We present to your attention the real story of how Nakhijevan ended up in Azerbaijan.
The map below shows the Yerevan (Erivan) governorate with its seven counties. This Yerevan was part of the Russian Empire. When Eastern Armenia was incorporated into the Russian Empire in 1828, a separate administrative national unit was created under the name “Armenian Region”. Naturally, Nakhijevan was also part of the Armenian Region.
In 1849, the Yerevan province was formed in the same territory and existed until the October Revolution of 1917. After that, Nakhijevan was [temporarily] part of independent Armenia.
On January 19, 1920, the Supreme Council of the Entente (a prototype of the current EU) officially recognized the independence of the First Republic of Armenia in its territories. The state borders of Armenia at that time, both de facto and de jure, included the entire Yerevan province (including Nakhijevan, Sharur-Daralagyaz, and Surmalu-Igdir districts) and the Kars region – a total area of about 60 thousand square kilometers.
In the fall of 1920, as a result of the rapprochement between Bolshevik Russia and Kemalist Turkey, the territory of independent Armenia was occupied and divided into zones of influence of Russia and Turkey.
In March 1921, on the basis of the Russian-Turkish agreement on brotherhood concluded in Moscow, Nakhijevan unexpectedly came under the protectorate of Azerbaijan. And this happened despite the agreement of December 2, 1920, concluded between the governments of the Republic of Armenia and Soviet Russia, in which it was noted that the former Yerevan governorate would fully become an integral part of the newly established Soviet Armenia.
It should be specially noted that there are no signatures of either the Armenian side or the Azerbaijani side under the Moscow Treaty. It turns out that the parties to the agreement, namely the Russian and Turkish, entered into an agreement covering third and fourth parties, which is a violation of the basic provisions of international law. Therefore, this agreement cannot be considered valid.

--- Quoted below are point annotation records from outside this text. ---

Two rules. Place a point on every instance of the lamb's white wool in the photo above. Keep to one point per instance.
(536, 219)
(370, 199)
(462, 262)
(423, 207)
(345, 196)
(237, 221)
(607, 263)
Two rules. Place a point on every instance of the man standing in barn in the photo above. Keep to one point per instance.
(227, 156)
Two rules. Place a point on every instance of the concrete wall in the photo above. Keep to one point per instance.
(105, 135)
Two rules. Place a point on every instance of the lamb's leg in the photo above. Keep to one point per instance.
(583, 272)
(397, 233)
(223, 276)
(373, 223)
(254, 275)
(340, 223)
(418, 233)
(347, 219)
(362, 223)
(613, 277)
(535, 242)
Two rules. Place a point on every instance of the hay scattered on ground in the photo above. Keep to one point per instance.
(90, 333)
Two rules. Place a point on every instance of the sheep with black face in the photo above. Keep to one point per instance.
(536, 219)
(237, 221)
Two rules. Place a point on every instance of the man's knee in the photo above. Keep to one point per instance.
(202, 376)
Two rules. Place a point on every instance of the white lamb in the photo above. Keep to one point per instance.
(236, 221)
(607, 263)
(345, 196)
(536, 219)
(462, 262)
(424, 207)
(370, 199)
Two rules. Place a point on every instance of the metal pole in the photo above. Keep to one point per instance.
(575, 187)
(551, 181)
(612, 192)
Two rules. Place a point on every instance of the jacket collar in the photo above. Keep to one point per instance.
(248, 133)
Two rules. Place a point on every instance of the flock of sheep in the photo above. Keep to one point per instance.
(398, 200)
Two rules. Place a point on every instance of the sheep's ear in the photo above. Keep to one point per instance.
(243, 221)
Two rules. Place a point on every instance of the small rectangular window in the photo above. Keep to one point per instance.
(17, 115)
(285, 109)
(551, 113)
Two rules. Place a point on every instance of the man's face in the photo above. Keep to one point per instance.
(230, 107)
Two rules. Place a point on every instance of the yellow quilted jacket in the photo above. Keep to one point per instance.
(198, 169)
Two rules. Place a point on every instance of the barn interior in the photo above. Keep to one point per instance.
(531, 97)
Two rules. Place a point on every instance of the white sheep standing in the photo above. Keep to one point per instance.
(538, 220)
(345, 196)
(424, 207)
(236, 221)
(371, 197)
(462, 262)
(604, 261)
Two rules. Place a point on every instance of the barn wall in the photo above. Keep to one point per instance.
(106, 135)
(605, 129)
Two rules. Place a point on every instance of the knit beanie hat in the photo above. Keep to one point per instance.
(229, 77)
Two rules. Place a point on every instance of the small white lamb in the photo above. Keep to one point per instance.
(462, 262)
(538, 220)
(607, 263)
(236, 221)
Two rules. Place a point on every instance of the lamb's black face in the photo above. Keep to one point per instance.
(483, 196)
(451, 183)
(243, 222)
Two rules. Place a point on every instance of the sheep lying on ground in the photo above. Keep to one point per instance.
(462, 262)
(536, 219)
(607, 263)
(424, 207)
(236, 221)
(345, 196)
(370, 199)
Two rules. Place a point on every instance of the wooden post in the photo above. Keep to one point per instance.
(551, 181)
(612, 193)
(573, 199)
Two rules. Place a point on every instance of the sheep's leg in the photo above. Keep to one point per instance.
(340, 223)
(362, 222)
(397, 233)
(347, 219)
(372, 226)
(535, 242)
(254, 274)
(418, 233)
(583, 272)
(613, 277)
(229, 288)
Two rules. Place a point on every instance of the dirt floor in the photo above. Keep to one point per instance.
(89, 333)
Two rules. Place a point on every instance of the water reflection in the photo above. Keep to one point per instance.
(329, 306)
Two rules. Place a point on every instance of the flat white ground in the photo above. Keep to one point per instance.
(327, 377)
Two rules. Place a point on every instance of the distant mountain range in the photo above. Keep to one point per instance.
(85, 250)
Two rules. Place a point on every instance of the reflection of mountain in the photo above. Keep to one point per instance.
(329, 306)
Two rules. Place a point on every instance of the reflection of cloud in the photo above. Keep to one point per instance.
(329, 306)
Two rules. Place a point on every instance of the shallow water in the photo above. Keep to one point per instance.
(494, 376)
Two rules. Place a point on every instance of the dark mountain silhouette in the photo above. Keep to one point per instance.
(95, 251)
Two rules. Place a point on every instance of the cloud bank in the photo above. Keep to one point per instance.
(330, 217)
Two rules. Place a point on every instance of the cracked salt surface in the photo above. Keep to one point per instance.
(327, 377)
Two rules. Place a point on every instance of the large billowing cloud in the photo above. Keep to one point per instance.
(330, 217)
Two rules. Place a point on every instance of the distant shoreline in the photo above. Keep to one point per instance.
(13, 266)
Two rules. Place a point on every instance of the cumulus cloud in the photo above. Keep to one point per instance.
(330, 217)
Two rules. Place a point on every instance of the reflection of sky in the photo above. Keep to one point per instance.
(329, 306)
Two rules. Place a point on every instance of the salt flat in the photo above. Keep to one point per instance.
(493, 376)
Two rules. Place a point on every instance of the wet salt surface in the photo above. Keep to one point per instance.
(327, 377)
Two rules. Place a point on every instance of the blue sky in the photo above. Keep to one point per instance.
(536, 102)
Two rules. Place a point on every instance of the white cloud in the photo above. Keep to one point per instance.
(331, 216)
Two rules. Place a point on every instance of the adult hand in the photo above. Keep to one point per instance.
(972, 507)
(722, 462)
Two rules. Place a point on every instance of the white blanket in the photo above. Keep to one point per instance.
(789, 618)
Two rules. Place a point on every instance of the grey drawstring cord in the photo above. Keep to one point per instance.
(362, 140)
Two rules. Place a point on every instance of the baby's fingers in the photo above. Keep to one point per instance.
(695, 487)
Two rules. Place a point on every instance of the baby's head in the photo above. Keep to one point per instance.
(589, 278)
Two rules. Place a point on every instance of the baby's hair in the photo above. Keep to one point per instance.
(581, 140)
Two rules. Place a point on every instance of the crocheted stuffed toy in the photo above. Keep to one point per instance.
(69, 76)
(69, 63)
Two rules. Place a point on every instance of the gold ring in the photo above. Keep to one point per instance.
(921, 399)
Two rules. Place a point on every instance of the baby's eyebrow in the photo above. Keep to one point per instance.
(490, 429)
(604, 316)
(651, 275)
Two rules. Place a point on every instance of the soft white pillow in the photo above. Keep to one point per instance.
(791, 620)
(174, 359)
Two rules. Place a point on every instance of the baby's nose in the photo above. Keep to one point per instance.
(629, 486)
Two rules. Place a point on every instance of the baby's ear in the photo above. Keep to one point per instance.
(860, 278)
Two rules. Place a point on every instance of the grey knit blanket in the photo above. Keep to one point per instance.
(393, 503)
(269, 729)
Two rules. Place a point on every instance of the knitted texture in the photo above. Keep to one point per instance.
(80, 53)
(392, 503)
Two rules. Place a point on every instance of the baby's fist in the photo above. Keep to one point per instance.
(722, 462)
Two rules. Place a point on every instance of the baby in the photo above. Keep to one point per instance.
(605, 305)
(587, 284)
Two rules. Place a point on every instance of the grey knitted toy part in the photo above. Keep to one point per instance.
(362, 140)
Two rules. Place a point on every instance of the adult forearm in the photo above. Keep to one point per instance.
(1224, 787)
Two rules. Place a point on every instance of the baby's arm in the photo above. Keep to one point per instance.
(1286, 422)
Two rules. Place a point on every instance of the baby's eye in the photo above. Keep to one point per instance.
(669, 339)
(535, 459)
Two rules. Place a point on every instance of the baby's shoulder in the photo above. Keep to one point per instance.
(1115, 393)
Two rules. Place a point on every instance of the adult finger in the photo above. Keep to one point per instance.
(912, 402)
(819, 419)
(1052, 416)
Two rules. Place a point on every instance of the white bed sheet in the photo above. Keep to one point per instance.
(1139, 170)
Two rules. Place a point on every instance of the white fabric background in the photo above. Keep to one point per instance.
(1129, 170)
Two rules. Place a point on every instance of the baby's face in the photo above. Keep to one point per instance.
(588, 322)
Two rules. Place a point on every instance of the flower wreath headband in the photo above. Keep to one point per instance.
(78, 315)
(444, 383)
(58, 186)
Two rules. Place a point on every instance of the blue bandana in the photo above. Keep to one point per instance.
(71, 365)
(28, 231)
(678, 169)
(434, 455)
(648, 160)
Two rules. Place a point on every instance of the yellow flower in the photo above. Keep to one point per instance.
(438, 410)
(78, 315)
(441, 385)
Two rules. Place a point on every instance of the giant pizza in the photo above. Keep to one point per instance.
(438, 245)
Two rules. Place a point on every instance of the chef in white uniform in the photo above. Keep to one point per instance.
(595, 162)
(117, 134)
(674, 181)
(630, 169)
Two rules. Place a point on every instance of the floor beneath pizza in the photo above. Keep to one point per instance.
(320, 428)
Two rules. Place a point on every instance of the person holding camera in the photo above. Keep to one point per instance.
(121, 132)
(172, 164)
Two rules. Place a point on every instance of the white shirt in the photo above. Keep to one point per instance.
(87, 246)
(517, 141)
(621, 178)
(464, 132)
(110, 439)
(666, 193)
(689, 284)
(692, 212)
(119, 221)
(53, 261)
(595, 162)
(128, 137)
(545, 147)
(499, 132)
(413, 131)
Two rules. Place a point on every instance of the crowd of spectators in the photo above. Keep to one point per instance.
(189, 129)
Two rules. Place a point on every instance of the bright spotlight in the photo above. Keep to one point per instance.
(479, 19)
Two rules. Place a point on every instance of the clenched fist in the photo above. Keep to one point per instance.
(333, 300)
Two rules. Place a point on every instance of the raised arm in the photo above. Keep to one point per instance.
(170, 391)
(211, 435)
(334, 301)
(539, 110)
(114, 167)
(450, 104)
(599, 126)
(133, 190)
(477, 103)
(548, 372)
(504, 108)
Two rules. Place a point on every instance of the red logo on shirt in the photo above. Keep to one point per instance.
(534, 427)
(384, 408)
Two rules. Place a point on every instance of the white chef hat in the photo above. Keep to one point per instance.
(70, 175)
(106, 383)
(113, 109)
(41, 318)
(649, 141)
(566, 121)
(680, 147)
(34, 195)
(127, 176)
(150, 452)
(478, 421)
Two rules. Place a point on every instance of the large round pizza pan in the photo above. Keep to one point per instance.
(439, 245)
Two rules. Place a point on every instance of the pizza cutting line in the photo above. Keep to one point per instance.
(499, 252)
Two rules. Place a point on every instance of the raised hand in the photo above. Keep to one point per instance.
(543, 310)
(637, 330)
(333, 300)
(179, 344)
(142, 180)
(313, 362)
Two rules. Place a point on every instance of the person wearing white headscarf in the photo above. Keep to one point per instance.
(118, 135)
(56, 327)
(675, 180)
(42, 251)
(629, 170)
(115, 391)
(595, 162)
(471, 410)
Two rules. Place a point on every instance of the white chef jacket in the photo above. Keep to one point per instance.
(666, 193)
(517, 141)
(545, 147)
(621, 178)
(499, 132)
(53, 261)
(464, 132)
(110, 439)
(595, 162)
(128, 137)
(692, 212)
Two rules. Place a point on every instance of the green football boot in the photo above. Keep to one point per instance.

The only paper signed by the Armenian side was the Treaty of Kars, signed in October 1921 by Bolsheviks Askanaz Mravyan and Poghos Makintsyan. However, as far as we know, the Treaty of Kars was ratified only by the government of Soviet Russia in March 1922. That is, it was ratified for the governments of Armenia and Azerbaijan, which was also an absolute violation of international law.
During the preparation of the Treaty of Kars, the Turkish side made attempts to interfere in the process. Namely, it demanded that a separate agreement on the final clarification of the borders of Nakhijevan be signed between Armenia and Azerbaijan.
The Armenian and Azerbaijani sides made a joint statement, noting that such an agreement would be signed later as a result of future negotiations. However, this did not happen. And in fact, no agreement was signed between Armenia and Azerbaijan regarding the clarification of the borders of Nakhijevan.
With all that, if you carefully look at the presented map, it is clearly seen that the southern part of the Sharur-Daralyagyaz district was also included in the Nakhichevan Autonomous Republic founded in February 1924, which subsequently allowed Turkey to gain a border with Nakhijevan by exchanging territories with Iran.